At the tip of the innovation spear, behemoths like Facebook, Google, and Yahoo! have to invent technologies that deal with the hard problems they encounter internally as they grow. Out of these efforts, a number of projects like MapReduce Cassandra, BigTable, and Borg have been commercialized into products, companies, or open-source projects like Hadoop.
The founding of Optimizely follows a similar vein. The founders—Dan Siroker and Pete Koomen—met as product managers at Google, where testing and optimization (such as A/B testing) are deeply ingrained in the product development process. So much so that it was widely reported that Marissa Mayer once tested 41 different shades of blue for the Google homepage!
But it was during this time at Google that it became obvious to Dan and Pete that every company —big or small—should be able to use testing the same way. They set out to build Optimizely, and in a short four years, the company is now the hands-down leader in the new software category of website optimization.
As we move from on-premise to cloud computing, our firm is betting that a completely new set of enterprise software franchises will emerge. Optimizely is clearly one of them, which is why I am pleased to announce that Andreessen Horowitz is leading a $57M Series B round in Optimizely.
We invested in the company for many reasons, including:
Strong founder/market fit.
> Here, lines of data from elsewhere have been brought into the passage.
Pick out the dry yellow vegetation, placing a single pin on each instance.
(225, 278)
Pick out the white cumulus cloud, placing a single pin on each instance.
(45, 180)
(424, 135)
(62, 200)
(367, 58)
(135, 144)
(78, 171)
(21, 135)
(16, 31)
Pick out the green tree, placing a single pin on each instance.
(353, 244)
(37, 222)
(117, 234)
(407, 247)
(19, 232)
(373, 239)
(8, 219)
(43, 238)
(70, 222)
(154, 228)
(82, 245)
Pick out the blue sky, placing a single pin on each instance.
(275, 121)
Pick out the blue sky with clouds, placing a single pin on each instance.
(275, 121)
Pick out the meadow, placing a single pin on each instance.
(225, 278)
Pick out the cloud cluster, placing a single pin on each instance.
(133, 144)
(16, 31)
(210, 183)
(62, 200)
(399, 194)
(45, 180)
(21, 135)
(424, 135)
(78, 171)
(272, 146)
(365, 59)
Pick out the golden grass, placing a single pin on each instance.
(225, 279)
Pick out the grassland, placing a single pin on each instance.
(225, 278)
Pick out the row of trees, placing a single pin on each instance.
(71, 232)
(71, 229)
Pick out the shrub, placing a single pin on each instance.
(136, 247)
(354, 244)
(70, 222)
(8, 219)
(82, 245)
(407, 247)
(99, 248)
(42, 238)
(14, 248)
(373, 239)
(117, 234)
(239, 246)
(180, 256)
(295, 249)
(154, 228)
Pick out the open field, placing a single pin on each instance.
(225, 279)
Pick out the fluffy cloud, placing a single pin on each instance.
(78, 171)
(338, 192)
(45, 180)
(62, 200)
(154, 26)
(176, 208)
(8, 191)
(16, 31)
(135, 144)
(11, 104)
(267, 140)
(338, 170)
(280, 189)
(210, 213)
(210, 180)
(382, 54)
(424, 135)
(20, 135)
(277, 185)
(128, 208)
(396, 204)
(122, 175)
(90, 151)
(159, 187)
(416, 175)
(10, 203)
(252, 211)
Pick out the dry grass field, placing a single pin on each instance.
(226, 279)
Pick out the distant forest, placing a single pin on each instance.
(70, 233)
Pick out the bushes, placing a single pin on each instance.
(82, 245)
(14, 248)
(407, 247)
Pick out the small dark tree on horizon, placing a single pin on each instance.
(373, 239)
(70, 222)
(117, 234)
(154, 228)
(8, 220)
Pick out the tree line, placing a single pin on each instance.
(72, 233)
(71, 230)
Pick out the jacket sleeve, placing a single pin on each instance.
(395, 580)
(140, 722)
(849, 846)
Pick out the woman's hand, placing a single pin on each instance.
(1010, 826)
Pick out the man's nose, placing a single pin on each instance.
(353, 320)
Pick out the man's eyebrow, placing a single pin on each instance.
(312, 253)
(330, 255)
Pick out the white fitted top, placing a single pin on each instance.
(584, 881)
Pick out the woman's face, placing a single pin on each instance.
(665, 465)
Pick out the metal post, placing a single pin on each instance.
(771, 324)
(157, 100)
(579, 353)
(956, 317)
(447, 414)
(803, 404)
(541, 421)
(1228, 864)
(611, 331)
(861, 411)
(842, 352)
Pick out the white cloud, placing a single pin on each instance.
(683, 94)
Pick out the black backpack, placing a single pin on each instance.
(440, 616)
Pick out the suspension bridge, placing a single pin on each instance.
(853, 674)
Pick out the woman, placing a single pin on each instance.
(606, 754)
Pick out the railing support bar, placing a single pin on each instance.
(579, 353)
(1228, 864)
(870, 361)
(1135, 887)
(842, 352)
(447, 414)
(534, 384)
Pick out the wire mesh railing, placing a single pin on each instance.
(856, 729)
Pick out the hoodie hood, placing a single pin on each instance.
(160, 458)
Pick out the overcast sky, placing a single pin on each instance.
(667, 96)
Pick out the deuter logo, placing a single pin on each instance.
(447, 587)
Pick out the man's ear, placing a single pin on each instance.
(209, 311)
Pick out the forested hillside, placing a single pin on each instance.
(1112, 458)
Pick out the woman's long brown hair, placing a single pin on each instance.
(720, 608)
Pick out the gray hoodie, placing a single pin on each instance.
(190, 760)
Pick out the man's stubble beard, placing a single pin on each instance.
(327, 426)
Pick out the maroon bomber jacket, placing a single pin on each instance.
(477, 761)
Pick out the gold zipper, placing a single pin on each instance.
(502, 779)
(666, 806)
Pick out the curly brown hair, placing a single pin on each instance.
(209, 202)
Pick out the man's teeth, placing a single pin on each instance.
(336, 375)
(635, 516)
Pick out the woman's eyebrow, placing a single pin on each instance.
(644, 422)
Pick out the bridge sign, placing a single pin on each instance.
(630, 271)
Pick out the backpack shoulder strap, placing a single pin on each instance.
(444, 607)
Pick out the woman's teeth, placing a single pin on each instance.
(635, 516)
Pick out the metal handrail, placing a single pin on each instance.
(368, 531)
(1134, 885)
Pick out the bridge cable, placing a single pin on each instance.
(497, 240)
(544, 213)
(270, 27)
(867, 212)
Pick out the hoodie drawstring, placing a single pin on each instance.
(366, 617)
The founders have taken a core Google competency and are making it their life’s work to extend it to the rest of the world, big or small.
Classic disruption. The company converted a complex process that requires engineering resources into a simple tool that almost anyone can use, which dramatically broadens adoption.
Solved a hairy technical problem. Before Optimizely, it was really hard to create drag-and-drop tests via a web-based editor while avoiding slowing down the page.
This investment also represents a few larger trends we care about, including:
Mobile. Optimizely just launched its iOS product and is already seeing tremendous demand from new and existing customers. We see huge upside potential here.
SaaS and especially the “departmentalization of IT”. Marketers, product managers, and other operators throughout a company can buy and use the product on their own—instead of having to go through only a central IT organization.
Democratization of tech. Optimizely also belongs to a larger category of tools that takes what was previously only possible for people with technical training, and makes them accessible to people who don’t (or don’t want to) code but want to apply their expertise on the web.
Optimizely is the clear leader in a huge and new must-have SaaS category. I’m thrilled to be joining the board and look forward to working with Dan and Pete to grow the company into the next category-killing franchise!